Musique et rencontres
Shrada n'est jamais très loin, « pour animer la soirée, nous aimons bien faire appel à des gens dont les pays ne sont pas les meilleurs amis d'israël comme les Turcs, les Palestiniens ou les Jordaniens. Le yoga représente l'unité, et je suis persuadé que pratiquer le yoga
sur des musiques qui unissent les coeurs peut changer le monde. » Le groupe Anna RF, dont le nom est composé d'hébreu et d'arabe, propose une musique orientale fusion, de l'electro Ethnic Reggae. « Nous avons beaucoup de fans turcs et nous donnons régulièrement des concerts là-bas, explique Ofir, le chanteur. La musique, c'est comme le yoga, ça n'a pas de frontière. » Le groupe enchaîne les morceaux aux sonorités arabisantes, qui résonnent d'autant plus sur cette terre de traditions bédouines. Et la magie opère. Le public se déchaîne mélangeant des mouvements de yoga à la danse du ventre. D'ailleurs, une danseuse professionnelle, Yeliz, née à Ankara, vient de faire son apparition sur un titre en arabe.
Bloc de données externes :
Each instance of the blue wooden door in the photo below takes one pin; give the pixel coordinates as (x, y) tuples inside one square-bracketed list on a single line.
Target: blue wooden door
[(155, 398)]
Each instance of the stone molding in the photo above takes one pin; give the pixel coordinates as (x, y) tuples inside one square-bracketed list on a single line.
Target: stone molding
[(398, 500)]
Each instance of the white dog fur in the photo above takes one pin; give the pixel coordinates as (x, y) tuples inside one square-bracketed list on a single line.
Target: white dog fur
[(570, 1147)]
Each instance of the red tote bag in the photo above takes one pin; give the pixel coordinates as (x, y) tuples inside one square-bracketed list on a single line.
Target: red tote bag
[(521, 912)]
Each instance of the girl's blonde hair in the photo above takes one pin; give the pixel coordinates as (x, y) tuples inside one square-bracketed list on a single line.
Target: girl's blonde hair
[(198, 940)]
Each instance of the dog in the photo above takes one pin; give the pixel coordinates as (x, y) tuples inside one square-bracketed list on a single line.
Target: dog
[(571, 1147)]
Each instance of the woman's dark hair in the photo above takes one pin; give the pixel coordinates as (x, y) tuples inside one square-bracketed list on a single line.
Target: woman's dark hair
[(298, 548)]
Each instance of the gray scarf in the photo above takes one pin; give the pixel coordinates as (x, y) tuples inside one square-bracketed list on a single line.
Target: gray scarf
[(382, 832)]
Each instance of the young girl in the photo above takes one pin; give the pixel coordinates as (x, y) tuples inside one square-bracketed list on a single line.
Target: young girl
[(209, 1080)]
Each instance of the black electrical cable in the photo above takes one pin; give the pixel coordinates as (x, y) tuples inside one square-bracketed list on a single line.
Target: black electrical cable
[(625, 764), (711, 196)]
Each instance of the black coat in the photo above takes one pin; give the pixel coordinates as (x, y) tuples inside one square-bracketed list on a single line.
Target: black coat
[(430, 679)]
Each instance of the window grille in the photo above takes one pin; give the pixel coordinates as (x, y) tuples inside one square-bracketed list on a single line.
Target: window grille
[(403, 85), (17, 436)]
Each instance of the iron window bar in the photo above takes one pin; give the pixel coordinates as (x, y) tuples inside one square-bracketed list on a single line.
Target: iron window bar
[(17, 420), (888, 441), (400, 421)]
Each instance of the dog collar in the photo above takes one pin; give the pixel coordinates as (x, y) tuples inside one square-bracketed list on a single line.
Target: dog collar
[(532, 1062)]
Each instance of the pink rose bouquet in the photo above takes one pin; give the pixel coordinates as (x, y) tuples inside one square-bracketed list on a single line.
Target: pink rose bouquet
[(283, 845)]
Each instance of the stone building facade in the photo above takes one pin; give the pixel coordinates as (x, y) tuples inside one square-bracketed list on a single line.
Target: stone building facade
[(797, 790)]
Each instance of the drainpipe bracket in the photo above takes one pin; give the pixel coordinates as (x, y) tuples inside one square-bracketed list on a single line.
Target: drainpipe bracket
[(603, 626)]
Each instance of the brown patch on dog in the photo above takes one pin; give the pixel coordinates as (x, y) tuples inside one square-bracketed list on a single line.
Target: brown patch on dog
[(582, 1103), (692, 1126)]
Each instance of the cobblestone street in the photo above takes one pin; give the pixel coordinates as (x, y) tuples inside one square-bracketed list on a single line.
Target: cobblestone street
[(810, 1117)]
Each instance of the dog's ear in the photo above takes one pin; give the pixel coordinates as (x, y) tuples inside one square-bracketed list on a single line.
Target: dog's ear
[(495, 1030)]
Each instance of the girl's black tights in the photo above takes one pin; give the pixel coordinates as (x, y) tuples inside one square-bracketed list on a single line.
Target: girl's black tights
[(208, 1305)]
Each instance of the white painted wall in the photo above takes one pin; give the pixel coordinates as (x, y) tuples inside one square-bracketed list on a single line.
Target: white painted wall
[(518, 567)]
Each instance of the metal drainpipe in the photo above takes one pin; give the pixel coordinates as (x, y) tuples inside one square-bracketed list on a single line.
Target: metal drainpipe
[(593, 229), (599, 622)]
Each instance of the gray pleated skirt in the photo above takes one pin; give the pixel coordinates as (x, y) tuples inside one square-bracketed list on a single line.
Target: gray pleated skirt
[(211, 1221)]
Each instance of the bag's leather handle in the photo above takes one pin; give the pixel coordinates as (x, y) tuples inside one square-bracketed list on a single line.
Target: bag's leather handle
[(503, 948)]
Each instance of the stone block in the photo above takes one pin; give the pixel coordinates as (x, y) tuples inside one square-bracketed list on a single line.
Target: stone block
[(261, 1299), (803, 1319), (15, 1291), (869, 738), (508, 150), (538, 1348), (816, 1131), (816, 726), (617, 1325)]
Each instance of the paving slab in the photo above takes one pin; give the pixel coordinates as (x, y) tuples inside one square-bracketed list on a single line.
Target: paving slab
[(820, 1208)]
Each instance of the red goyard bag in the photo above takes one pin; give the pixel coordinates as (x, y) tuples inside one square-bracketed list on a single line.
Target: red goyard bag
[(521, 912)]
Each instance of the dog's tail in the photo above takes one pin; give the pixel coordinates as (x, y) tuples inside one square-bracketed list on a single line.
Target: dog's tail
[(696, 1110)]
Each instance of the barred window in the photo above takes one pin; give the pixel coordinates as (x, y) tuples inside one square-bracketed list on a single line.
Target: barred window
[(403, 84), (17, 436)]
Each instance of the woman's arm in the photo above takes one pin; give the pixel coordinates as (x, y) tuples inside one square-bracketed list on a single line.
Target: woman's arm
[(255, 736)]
Un pas en avant, deux pas en arrière
Anna RF tente de militer pour la paix et le rapprochement des peuples. Mais parfois, et d'autant plus dans des pays traditionnalistes, c'est souvent un pas en avant, deux pas en arrière. Yoav, le professeur à Tel Aviv-jaffa l'a expérimenté. « Il y a quelques temps, j'enseignais dans les Territoires palestiniens, à Bethléem, avec des professeurs palestiniens. Tout cela était encore possible, mais aujourd'hui, en tant que Juif, c'est devenu trop risqué. J'enseigne uniquement à Jaffa, (ville arabe avant l'exode de la population en 1949 qui a su préserver son caractère
oriental) donc il y a des Juifs et des Arabes qui pratiquent le yoga ensemble et tout se passe bien. » Mais Yoav garde les pieds sur terre et se rend bien compte que le yoga a ses limites : « c'est beaucoup trop arrogant de penser qu'au nom de la paix, il suffit de faire du yoga, des « Aum » et c'est tout. C'est évidemment plus compliqué. Tendre la main est déjà un premier pas. Si tout le monde faisait ce geste... ».
Vers minuit, chacun regagne son logis le coeur un peu plus léger. Yoga Arava fut, cette année encore, un succès. Incontestablement, ce festival fait du bien. Dans un monde où la haine et la violence gagnent du terrain, il est bon de vivre, ne serait-ce que l'espace de trois jours, une expérience de tolérance, d'ouverture d'esprit, de bienveillance et de respect.